The Code given above produces the next result:

One of the greatest additions to List is a searchable modifier. In only a few lines of code, an easy and user-friendly search option for a list array can be added. Firstly, we need to define the bindable(published) searchText:

@Published var searchText = ""

Then we can create a computed property that will filter the array based on the criteria or return all books if searchText is empty.
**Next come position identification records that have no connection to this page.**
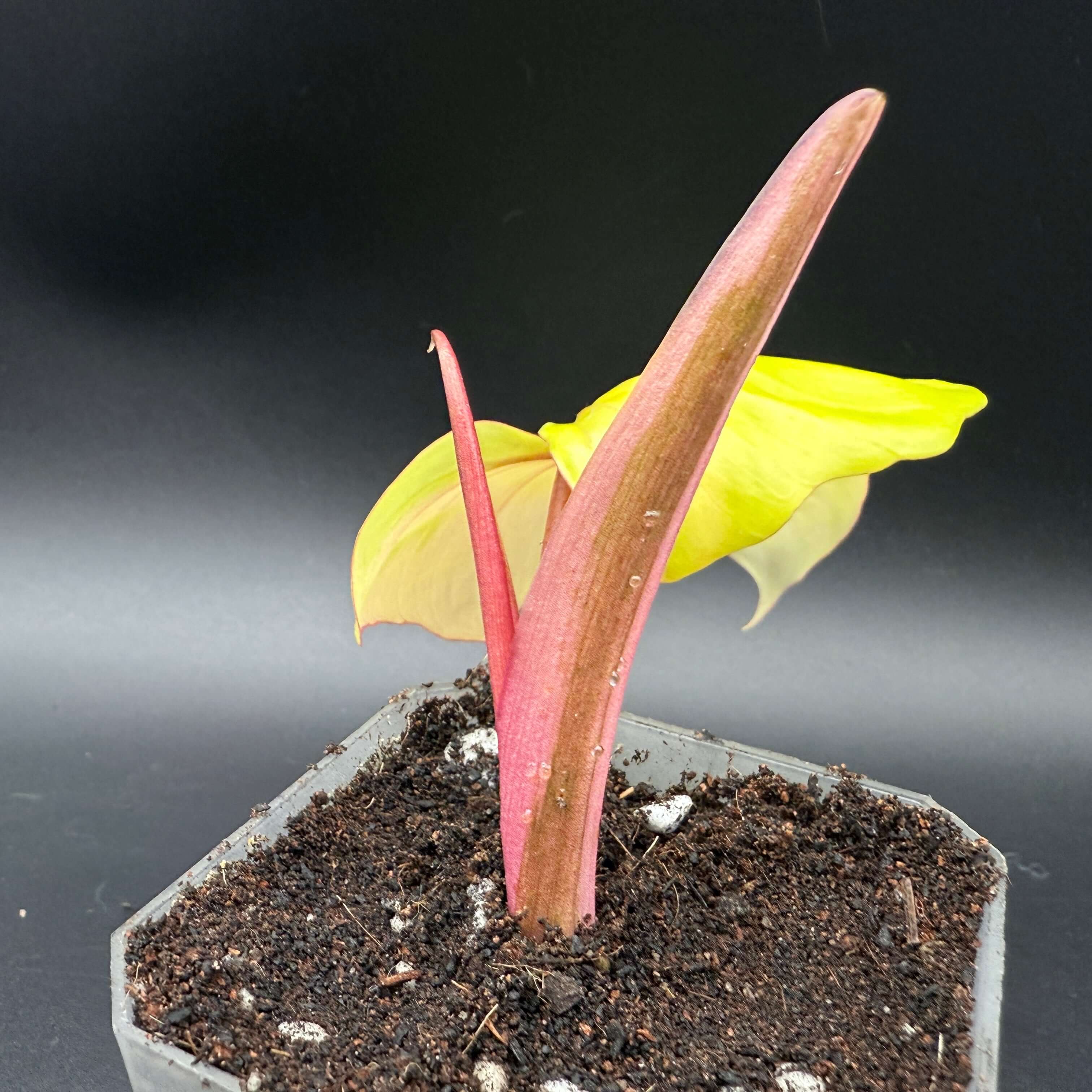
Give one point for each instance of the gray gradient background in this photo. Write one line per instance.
(224, 233)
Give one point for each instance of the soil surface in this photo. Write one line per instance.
(767, 945)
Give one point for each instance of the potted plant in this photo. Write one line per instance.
(486, 886)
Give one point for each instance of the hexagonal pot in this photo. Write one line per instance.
(155, 1066)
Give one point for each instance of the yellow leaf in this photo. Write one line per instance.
(827, 516)
(412, 562)
(794, 425)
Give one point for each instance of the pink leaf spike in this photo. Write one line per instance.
(608, 545)
(499, 612)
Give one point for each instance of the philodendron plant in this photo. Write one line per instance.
(571, 532)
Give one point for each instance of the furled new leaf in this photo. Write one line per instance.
(606, 554)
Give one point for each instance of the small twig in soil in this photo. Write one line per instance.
(474, 1038)
(355, 919)
(397, 980)
(493, 1031)
(908, 897)
(620, 841)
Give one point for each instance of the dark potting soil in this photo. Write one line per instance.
(768, 940)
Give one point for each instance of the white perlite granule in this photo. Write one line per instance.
(472, 745)
(666, 817)
(302, 1031)
(479, 894)
(790, 1079)
(491, 1076)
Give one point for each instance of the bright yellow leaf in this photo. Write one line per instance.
(827, 516)
(802, 438)
(412, 560)
(794, 425)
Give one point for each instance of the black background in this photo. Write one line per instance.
(225, 230)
As the filter is case-sensitive, we will compare lower-case strings:

var searchResults: [Book] {
    searchText.isEmpty ? books
    : books.filter{ $0.title.lowercased().contains(searchText.lowercased()) }
  }

At the end, we need to add a list modifier:

.searchable(text: $viewModel.searchText)

The other great thing about SwiftUI is that now we can add an asynchronous image in just a few lines. We will create a wrapper because we would like to have a loader as a placeholder all over the app where we use the async image:

import SwiftUI

struct AsynchrounousImage: View {
    let url: URL
    let mode: ContentMode

    let cornerRadius: CGFloat

    init(url: URL, mode: ContentMode, cornerRadius: CGFloat = 0.0) {
        self.url = url
        self.mode = mode

        self.cornerRadius = cornerRadius
    }

    var body: some View {
        AsyncImage(url: url,
                   content: { image in
            image.resizable()
                .aspectRatio(contentMode: mode)
                .cornerRadius(cornerRadius)
        },
                   placeholder: {
            ProgressView()
        })
    }
}

UI/UX overall

Also, a great addition to create a great UI is a Material ShapeStyles:

/// A material that's somewhat translucent.
  public static var regularMaterial: Material { get }


  /// A material that's more opaque than translucent.
  public static var thickMaterial: Material { get }

/// A material that's more translucent than opaque.
  public static var thinMaterial: Material { get }


  /// A mostly translucent material.
  public static var ultraThinMaterial: Material { get }


  /// A mostly opaque material.
  public static var ultraThickMaterial: Material { get }

The usage is simple and can be used as a background:

.background(.ultraThinMaterial)

There is a long path in front of SwiftUI. If the development continues at this speed, it can become really mature in a near future. We look forward to the next update which can improve the maintainability of our app that runs with SwiftUI on production.